“Deed You Know?"
GENERAL WARRANTY DEED - The Strongest Deed
Pursuant to Section 5.022 of the Texas Property Code, the Deed warrants to the Grantee:
- That the Grantor has not previously conveyed the estate of any interest therein to anyone except the Grantee, and
- The estate is free of any encumbrances
The General Warranty Deed is the deed most used in insuring title to real property and gives the most protection to the Grantee.
SPECIAL WARRANTY DEED - Limits the Warranty
Limits the warranty to: “by, through or under the Grantor, but not otherwise.”
This Deed is often used when the conveyance is from executor, administrator, trustee, guardian, etc. There must be a valid reason for the Grantor to be limiting the warranty. We want to be certain that the Grantor does not have knowledge of some defect in the chain of title that is not being acknowledged.

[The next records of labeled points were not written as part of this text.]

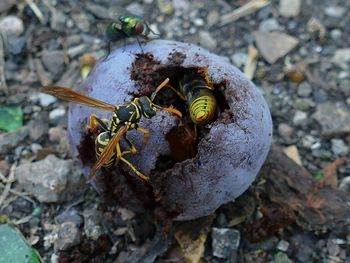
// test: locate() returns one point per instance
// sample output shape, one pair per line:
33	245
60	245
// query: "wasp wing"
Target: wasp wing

DEED WITHOUT WARRANTY - Excludes the implied warranties
Excludes the implied warranties under Section 5.023 of the Texas Property Code
This Deed is used when the Grantor never had any real interest in the property for himself, perhaps as an executor, administrator, receiver, trustee, guardian, etc. There are circumstances that would permit the use of a deed WITHOUT warranty in the direct chain of title, however, approval must be made on a case by case basis.
QUIT CLAIM DEED - Does not grant and convey
Does not contain “grant and convey” language which gives implied warranties under the property code.
Quit Claim Deeds are not acceptable in the direct chain of title and are normally used only for curative matters. Example – a divorce decree properly divests one spouse’s interest in the property to the other. A Quit Claim Deed may then be used to satisfy disposal of the spouse’s interest in the real property records.